Fünf neue Departements wurden an diesem Mittwoch, dem 1. Mai, von Météo France in Alarmstufe Orange wegen der Gefahr von Regen und Überschwemmungen versetzt. Eine Abteilung ist auch von einem orangefarbenen Hochwasseralarm betroffen. Sie sind zusätzlich zu den 14 Departements, die seit heute Morgen von einer orangefarbenen Warnung vor Gewittergefahr betroffen sind.

Die von der orangefarbenen Regen- und Überschwemmungswarnung betroffenen Departements sind die folgenden: Calvados, Orne, Eure, Seine-Maritime und EURe-et-Loire. Die von der orangefarbenen Wachsamkeit betroffenen Departements bezüglich der Gewittergefahr sind: Somme, Aisne, Oise, Marne, Aube, Yonne, Seine-et-Marne, Val-d’Oise, Yvelines, Paris, Essonne, Hauts-de-Seine, Val -de-Marne, Seine-Saint-Denis. Auch Calvados ist von der Orangenflut-Wachsamkeit betroffen.

„Eine stürmische Welle, organisiert und intensiv, wird zwischen dem späten Nachmittag und der zweiten Nachthälfte von Mittwoch auf Donnerstag die Regionen vom nördlichen Burgund bis zur Hauts-de-France fegen“, so die in Alarmbereitschaft versetzten Departements von Météo France. Es wird erwartet, dass Stürme heftig sind und starke Niederschläge, Hagel und Sturmböen auftreten.

An den Grenzalpen wird es bei einer Rückkehr aus dem Osten anhaltende und regelmäßige Niederschläge mit einer Regen-Schnee-Grenze um 2.200 m geben. An der Atlantikküste wird es leichter regnen, mit Ausnahme der bretonischen Spitze, wo der Himmel wechselnd sein wird.
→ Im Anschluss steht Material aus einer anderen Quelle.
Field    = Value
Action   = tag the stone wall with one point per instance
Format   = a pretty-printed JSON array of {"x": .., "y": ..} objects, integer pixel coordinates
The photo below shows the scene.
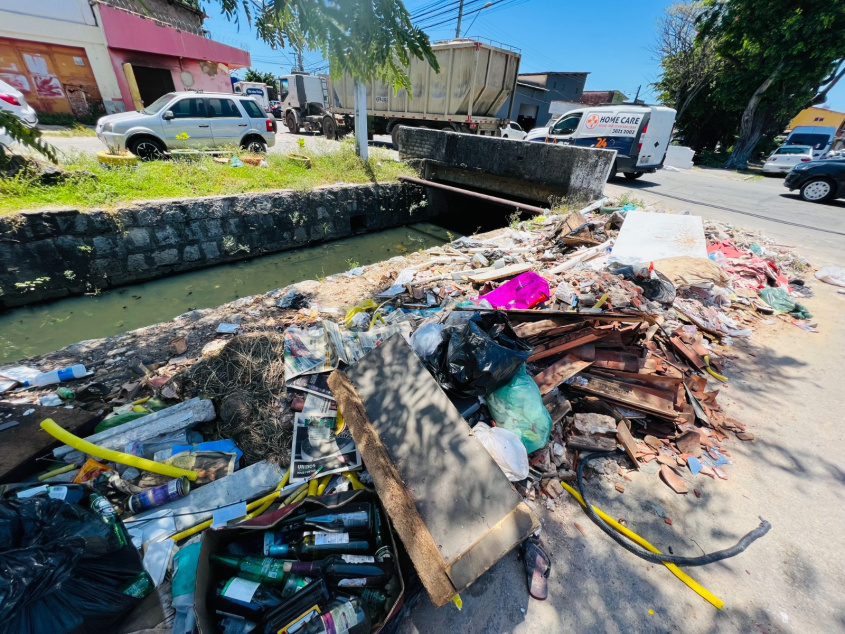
[
  {"x": 538, "y": 171},
  {"x": 52, "y": 254}
]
Ansonsten wird der Himmel im Allgemeinen sehr bewölkt sein, im Nordosten heller.

Am Nachmittag sinken die Regenfälle im Westen langsam ins Landesinnere, in das Pays de la Loire, Poitou und den Südwesten. Westlich der Pyrenäen sinkt die Regen-Schnee-Grenze von 1.600 auf 1.100 m, östlich von 1.900 auf 1.500 m.
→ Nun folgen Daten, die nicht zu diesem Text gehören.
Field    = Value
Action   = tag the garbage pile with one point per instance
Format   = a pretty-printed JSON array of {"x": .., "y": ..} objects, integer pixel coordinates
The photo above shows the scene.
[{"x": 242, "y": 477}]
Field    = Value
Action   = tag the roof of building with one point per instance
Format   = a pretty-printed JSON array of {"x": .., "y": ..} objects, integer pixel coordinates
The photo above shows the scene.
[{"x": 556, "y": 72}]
Die Regenfälle werden von der Normandie bis zum Zentrum, dem Zentralmassiv, Languedoc und PACA anhalten und auch Rhône-Alpes erreichen.
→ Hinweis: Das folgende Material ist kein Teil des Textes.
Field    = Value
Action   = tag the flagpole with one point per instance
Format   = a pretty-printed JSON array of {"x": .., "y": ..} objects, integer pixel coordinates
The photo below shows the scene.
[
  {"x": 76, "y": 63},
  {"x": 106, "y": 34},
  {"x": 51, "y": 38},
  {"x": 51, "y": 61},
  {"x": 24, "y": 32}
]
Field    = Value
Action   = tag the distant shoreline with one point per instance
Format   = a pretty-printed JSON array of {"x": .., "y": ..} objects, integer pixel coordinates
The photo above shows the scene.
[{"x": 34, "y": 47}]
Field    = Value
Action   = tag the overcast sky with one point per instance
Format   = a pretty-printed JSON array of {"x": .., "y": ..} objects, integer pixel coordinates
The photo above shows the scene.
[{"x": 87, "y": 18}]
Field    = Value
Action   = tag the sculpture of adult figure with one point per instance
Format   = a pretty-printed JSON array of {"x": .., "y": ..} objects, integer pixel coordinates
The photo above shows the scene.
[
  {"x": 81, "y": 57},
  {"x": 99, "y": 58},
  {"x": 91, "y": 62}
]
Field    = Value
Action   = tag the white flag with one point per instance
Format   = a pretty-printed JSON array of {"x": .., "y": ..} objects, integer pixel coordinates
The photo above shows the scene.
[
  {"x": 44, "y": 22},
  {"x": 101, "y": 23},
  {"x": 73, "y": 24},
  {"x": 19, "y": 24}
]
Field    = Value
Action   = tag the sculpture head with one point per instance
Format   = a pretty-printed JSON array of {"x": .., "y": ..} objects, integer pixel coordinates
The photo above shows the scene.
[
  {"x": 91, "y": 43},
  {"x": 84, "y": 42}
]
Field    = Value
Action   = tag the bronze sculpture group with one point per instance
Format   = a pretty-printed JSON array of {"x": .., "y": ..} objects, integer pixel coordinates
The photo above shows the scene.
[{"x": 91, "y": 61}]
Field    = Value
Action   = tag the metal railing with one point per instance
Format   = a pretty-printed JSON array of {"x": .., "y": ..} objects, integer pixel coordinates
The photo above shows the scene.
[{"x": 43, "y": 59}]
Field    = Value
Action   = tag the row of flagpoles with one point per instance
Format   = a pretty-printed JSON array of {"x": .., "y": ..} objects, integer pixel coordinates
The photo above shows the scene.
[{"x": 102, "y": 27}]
Im Norden und Nordosten wird sich das Wetter verschlechtern, mit Ausnahme des Elsass, wo weiterhin sonniges Wetter herrscht. Am späten Nachmittag und Abend wird es in der Region Burgund-Franche-Comté bewölkt und es kommt zu Gewittern.

Es kann teilweise heftig zu Hagel und starken Windböen mit bis zu 80 km/h kommen. Diese Stürme verlagern sich am Abend auf die Champagne-Ardennen, die Ile-de-France und in der Nacht auf Hauts-de-France.

Die Mindesttemperaturen liegen zwischen 8 und 12 Grad, in der Bretagne örtlich zwischen 6 und 7 Grad und in der Nähe des Mittelmeers zwischen 11 und 14 Grad. Die Höchstwerte liegen zwischen 13 und 16 Grad in der Südwesthälfte des Landes, zwischen 14 und 20 Grad im Südosten und Norden und zwischen 20 und 25 Grad im Nordosten mit Spitzenwerten bei 26 oder 27 im Elsass.